Izuku nods again, lets his eyes drift back to his hands in his lap. But Shouto isn't having that, and he cups Izuku's jaw, so delicate and yet so stern that Izuku has to actively fight the urge to melt into a puddle right then and there. And Izuku's forced to make eye contact when Shouto opens his mouth again. "Do you agree?" he asks, and it's not what Izuku is expecting; if it were Katsuki, he'd have not taken 'no' for an answer. Izuku doesn't play gigs at quite a number of bars and lounges, now, because Katsuki hasn't liked the 'feel' of them. If it were Katsuki, he wouldn't be holding Izuku like this in the first place; he'd be cornering Izuku somewhere that he couldn't escape. Which, Izuku admits, doesn't get less scary over time.

But this is Shouto, this is pro hero-mode Shouto, holding his jaw like he could either heal all Izuku's wounds or end his entire life with one swift movement. And Izuku can't really think much beyond that, so when Shouto's fingers tighten minutely then drop from his face altogether, all he can do is watch them fall, listen to the hush of the apology that tumbles awkwardly from Shouto's lips. And friend-mode Shouto is back. Friend-mode Shouto, that most certainly doesn't think of Izuku the way Izuku thinks of him – as a friend. He bites back his bitterness with a smile.

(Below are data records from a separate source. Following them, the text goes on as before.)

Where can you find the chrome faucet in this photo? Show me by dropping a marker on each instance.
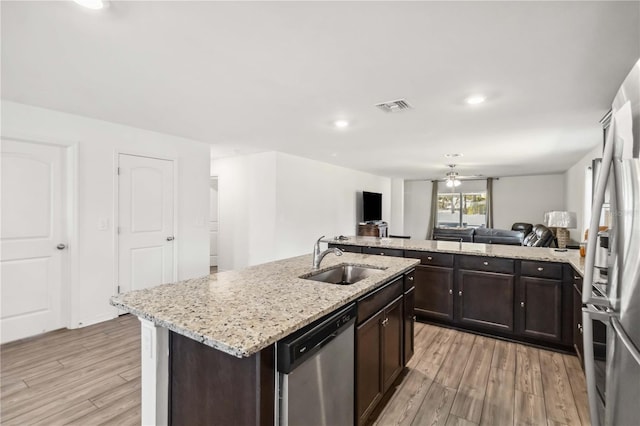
(318, 255)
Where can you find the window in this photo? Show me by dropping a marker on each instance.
(462, 209)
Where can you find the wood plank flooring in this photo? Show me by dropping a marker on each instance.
(91, 376)
(458, 378)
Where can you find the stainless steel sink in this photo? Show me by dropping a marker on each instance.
(343, 274)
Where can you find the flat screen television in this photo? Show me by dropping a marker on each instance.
(371, 206)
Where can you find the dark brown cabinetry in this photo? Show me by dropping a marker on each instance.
(485, 300)
(379, 356)
(539, 308)
(409, 315)
(539, 301)
(434, 285)
(381, 342)
(578, 343)
(434, 292)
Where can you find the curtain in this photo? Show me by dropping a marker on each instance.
(489, 202)
(433, 216)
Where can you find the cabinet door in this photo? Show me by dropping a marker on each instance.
(368, 366)
(485, 299)
(434, 292)
(392, 359)
(540, 308)
(409, 329)
(578, 344)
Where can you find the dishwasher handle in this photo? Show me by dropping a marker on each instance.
(296, 348)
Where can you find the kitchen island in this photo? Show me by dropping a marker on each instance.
(208, 343)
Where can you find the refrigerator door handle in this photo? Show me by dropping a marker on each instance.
(589, 314)
(624, 338)
(596, 212)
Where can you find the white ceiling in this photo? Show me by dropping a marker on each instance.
(257, 76)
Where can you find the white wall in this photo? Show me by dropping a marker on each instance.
(417, 207)
(97, 143)
(315, 199)
(275, 205)
(526, 198)
(246, 205)
(578, 194)
(396, 222)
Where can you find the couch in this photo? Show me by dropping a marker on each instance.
(521, 234)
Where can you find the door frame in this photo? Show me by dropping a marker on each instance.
(116, 211)
(69, 205)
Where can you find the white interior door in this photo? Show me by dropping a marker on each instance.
(145, 222)
(213, 222)
(32, 228)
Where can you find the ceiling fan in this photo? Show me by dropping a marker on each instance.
(453, 178)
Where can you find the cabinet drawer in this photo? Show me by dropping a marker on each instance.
(429, 258)
(541, 269)
(488, 264)
(347, 248)
(377, 300)
(409, 280)
(383, 252)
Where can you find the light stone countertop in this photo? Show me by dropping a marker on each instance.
(543, 254)
(242, 312)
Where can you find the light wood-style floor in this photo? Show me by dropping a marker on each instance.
(91, 376)
(458, 378)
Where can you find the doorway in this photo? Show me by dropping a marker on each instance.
(213, 224)
(33, 239)
(146, 228)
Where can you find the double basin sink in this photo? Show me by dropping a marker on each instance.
(343, 274)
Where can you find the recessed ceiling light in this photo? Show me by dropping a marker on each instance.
(475, 99)
(92, 4)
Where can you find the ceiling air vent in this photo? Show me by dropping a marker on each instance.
(394, 106)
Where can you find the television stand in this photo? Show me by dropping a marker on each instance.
(376, 229)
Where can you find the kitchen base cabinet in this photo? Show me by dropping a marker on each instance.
(378, 357)
(368, 366)
(485, 300)
(539, 308)
(409, 324)
(434, 292)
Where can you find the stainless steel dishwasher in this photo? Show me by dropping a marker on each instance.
(316, 372)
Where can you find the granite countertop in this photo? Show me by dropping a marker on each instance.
(543, 254)
(242, 312)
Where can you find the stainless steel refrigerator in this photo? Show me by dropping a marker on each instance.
(611, 294)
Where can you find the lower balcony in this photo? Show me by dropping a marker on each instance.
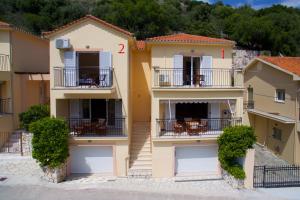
(194, 128)
(100, 127)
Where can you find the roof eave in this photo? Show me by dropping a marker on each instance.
(191, 42)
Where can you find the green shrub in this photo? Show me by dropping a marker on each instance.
(33, 114)
(233, 144)
(50, 141)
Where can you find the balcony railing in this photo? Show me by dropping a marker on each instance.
(86, 77)
(201, 127)
(248, 105)
(97, 127)
(177, 77)
(4, 62)
(5, 106)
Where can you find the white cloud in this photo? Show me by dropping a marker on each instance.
(291, 3)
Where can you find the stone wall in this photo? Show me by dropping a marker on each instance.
(26, 143)
(248, 165)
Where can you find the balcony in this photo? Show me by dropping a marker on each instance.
(194, 128)
(80, 127)
(83, 78)
(4, 62)
(5, 106)
(165, 78)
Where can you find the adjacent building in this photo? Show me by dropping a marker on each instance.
(142, 108)
(24, 74)
(272, 104)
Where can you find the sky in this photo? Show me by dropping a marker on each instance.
(257, 4)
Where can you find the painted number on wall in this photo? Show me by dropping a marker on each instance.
(121, 48)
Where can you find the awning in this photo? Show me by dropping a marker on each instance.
(272, 116)
(199, 101)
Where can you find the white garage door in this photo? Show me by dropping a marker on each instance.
(196, 160)
(91, 159)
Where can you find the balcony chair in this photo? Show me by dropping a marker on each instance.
(179, 127)
(193, 127)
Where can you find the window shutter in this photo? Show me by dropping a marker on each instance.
(178, 70)
(105, 68)
(206, 70)
(70, 72)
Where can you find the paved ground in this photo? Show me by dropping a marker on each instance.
(263, 156)
(31, 187)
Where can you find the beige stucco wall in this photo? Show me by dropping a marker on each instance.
(98, 38)
(163, 156)
(4, 42)
(141, 86)
(27, 93)
(265, 80)
(284, 148)
(29, 53)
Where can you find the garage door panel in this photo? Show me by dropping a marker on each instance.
(91, 159)
(198, 159)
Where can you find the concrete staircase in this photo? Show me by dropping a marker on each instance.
(140, 161)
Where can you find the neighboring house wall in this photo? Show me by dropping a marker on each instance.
(141, 86)
(91, 36)
(264, 80)
(162, 55)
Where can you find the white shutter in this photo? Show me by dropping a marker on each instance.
(70, 72)
(75, 111)
(105, 68)
(206, 70)
(118, 113)
(215, 116)
(178, 70)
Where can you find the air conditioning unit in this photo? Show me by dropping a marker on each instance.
(62, 43)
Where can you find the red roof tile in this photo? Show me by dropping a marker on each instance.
(291, 64)
(140, 44)
(92, 18)
(187, 38)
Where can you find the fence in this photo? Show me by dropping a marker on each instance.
(276, 176)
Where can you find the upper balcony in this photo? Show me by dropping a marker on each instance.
(4, 63)
(83, 78)
(203, 78)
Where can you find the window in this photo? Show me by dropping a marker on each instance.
(277, 133)
(280, 95)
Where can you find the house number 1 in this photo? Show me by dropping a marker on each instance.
(121, 46)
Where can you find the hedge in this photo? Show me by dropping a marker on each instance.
(50, 141)
(233, 144)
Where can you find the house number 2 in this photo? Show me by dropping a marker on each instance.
(121, 46)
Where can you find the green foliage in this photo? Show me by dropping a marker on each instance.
(276, 28)
(233, 144)
(50, 141)
(33, 114)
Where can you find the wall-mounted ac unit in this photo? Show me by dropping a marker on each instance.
(62, 43)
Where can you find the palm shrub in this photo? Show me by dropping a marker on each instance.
(50, 141)
(33, 114)
(233, 144)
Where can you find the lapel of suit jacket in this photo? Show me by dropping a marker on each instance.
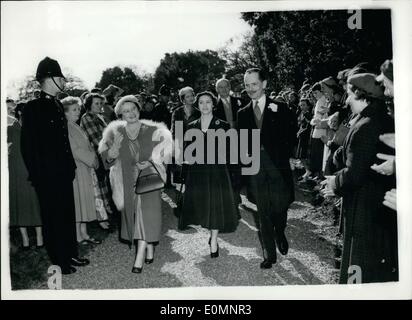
(251, 115)
(269, 116)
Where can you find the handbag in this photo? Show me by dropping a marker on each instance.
(148, 180)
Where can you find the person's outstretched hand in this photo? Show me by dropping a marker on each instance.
(390, 199)
(388, 139)
(386, 168)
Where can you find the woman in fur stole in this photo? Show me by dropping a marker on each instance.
(127, 147)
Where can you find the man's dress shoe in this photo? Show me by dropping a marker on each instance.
(79, 262)
(267, 263)
(68, 270)
(282, 244)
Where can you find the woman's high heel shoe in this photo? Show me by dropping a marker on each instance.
(216, 253)
(137, 269)
(149, 261)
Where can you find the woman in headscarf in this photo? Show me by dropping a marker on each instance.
(370, 235)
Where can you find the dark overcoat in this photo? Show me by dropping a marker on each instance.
(370, 230)
(277, 137)
(49, 160)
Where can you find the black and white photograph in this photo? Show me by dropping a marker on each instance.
(206, 150)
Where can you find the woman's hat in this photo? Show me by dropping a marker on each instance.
(48, 68)
(367, 82)
(112, 90)
(386, 70)
(128, 98)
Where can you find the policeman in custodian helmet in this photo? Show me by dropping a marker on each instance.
(49, 160)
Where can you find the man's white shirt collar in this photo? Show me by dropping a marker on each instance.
(261, 103)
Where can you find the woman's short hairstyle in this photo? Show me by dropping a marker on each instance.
(19, 109)
(129, 98)
(316, 87)
(184, 91)
(69, 101)
(307, 100)
(205, 93)
(89, 100)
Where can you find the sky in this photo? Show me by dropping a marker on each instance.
(88, 37)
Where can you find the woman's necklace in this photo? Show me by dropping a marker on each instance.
(188, 111)
(205, 122)
(132, 133)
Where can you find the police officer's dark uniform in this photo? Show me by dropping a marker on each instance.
(49, 160)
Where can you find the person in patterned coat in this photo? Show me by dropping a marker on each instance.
(370, 229)
(93, 123)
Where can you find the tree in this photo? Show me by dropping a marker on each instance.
(125, 78)
(315, 44)
(239, 59)
(197, 69)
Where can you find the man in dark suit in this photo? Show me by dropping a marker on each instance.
(272, 187)
(49, 160)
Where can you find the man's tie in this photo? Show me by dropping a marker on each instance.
(256, 108)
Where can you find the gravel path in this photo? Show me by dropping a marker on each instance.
(182, 258)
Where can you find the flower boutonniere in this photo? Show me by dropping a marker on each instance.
(273, 107)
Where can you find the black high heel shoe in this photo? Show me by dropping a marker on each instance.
(137, 270)
(216, 253)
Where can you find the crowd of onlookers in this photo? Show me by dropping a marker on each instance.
(345, 142)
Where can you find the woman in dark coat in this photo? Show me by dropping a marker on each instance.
(23, 201)
(183, 115)
(209, 199)
(93, 124)
(370, 234)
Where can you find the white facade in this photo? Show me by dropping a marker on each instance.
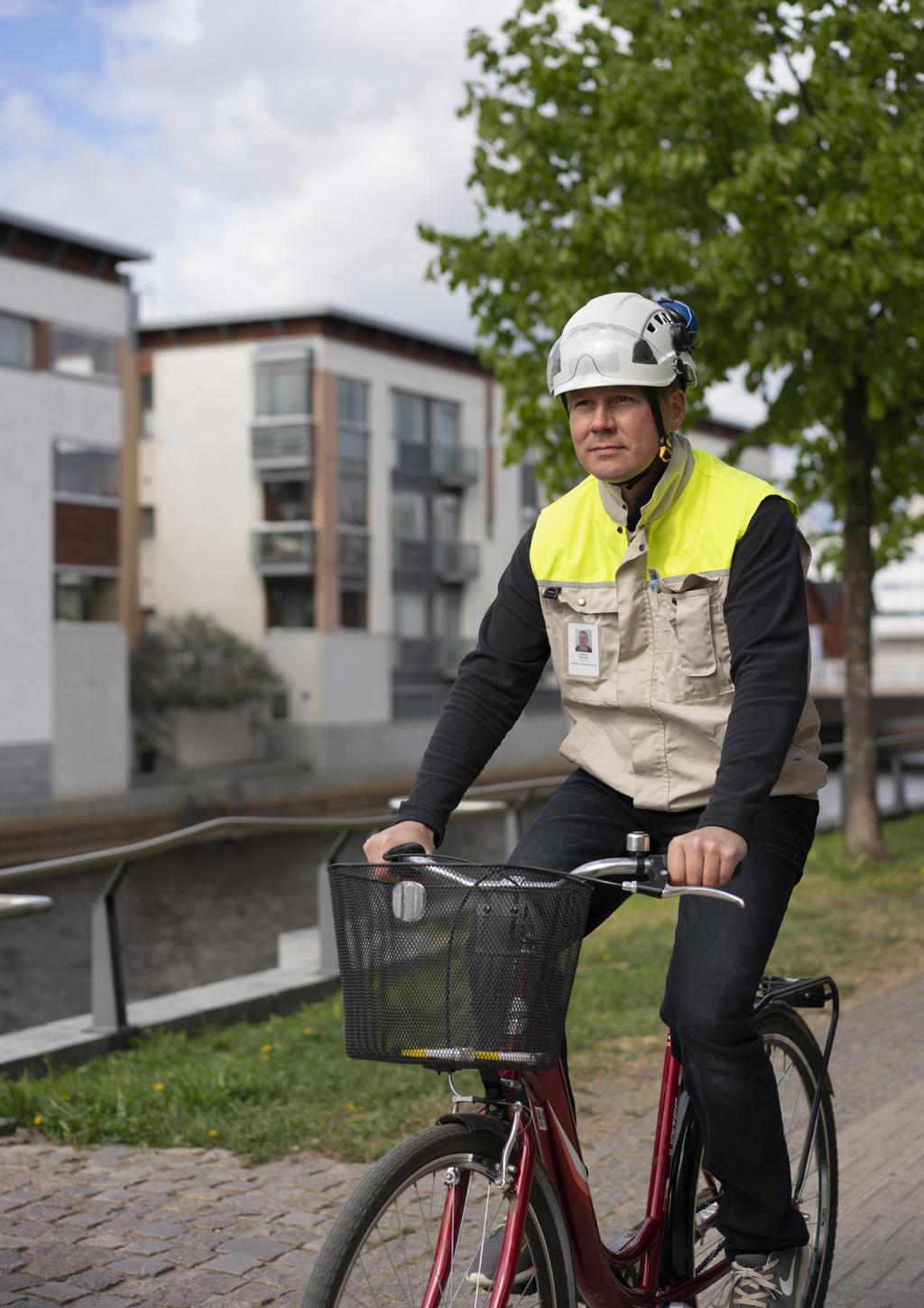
(195, 471)
(198, 474)
(63, 693)
(201, 486)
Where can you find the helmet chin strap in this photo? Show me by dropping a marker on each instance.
(664, 441)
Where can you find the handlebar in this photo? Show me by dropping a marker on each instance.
(634, 874)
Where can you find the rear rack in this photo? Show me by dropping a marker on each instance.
(799, 992)
(805, 993)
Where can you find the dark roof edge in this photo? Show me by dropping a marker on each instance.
(331, 311)
(76, 238)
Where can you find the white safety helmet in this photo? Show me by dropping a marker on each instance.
(624, 339)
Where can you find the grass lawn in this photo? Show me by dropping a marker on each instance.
(265, 1089)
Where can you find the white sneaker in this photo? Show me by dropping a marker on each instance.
(765, 1279)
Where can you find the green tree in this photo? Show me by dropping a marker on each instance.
(761, 161)
(194, 662)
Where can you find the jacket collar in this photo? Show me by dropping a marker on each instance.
(665, 493)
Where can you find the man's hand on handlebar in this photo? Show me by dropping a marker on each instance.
(705, 857)
(402, 833)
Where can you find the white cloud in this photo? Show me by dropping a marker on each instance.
(25, 8)
(267, 154)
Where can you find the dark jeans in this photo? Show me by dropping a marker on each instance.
(720, 954)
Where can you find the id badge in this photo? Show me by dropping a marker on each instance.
(583, 649)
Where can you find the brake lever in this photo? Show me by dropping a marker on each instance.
(659, 887)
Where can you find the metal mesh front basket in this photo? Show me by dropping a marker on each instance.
(480, 979)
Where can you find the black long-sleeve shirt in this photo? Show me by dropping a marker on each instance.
(766, 617)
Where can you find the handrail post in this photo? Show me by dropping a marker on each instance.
(107, 985)
(898, 783)
(328, 961)
(513, 827)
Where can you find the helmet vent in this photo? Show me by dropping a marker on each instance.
(643, 353)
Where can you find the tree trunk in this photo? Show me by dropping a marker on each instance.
(862, 814)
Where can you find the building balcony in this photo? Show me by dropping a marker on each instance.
(417, 653)
(455, 560)
(353, 547)
(282, 445)
(452, 650)
(455, 465)
(411, 553)
(284, 548)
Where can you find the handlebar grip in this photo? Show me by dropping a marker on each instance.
(407, 850)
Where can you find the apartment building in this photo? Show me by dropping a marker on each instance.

"I agree," he murmurs, remembering the question that prompted all this. "You know what's best for me, I think, Shouto."

And before Izuku can turn back, face the piano in front of them, and strum away like he's not affected in the slightest by the handprint burning into his cheek from Shouto's delicate fingers, those same fingers are cupping his jaw again, and Shouto's lips meet his own.